Controversial, provocate, loathed by many, a P.R. disaster on occasion.
But it just plain works. Exceptionally well.
Step forward Uber.
Whilst we had heard mention of it before, we first properly heard about Uber when London’s black cab’s brought the city to a halt by going on strike to protest about it. We were never entirely clear what they were striking about but it appeared to be something to do with Uber confirming the fare in advance, but maybe not. More of that HERE
So like thousands of others that day we downloaded the app to see what all the fuss was about…and the experience of ordering a cab in London changed forever.
The purchase process pre Uber
Either stand at the kerb waving at black cabs, which despite having their light on, invariably drive past oblivious to someone wanting to pay them money.
Or use our account cab service. One of London’s leading providers. This involves ringing them, then answering so many questions it feels like an exam. Then waiting while they speak to their controller to see if they have a cab available. They invariably don’t if you ring less than two hours in advance. And when the invoice arrives it is easy to think you bought the cab by mistake.
The Uber purchase process
Tap the app to open it. Tap the pick up location. Tap to confirm the request.
The app states how long you will need to wait for the cab to arrive. (Never been more than 5 minutes.) It tells you the drivers name, and provides a picture of them . It also tells you the model of the car and it’s licence plate number. A text is sent notifying you of when the driver has arrived. Get out when you arrive at your destination. A receipt is emailed to you a few minutes later. It shows the duration of the journey, route taken, mileage and cost.
It just works perfectly, every time. Well, almost perfectly, almost every time. Once, but only once, a cab was cancelled. You can’t book in advance either. And some complain about their surge pricing – putting the price up at peak demand. But lots of businesses do that, and it just means that on a Saturday night it might be cheaper to get a black cab.
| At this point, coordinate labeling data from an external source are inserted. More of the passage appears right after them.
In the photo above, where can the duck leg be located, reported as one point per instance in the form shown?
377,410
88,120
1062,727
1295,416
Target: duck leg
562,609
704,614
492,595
But it is so superior to hailing a black cab or using our cab account there is no comparison.
And then there is the matter of cost
Occasional surge pricing aside, Uber suggest they’re about 20% cheaper than a black cab. We’ve found they’re much cheaper than that: over 30%, and less than 1/4 of the cost of our account cabs (an account we would have closed by now if we didn’t need couriers from time to time).
The title image at the top of the page is from the homepage of their excellent website: www.uber.com
But is our Brand of the Year, really a brand at all?
We’re not sure it is a true brand yet and the management’s adversarial approach to almost everyone has led to more media coverage of problems and disputes than the efficiency and costs savings of the service. Maybe at the moment it is a very good service rather than a very good brand?
But we aren’t going to trouble ourselves with such distinctions.
We can’t recall the arrival of a new business in an existing sector that has changed the game so significantly, so quickly. And so for that alone it’s our Brand of the Year 2014.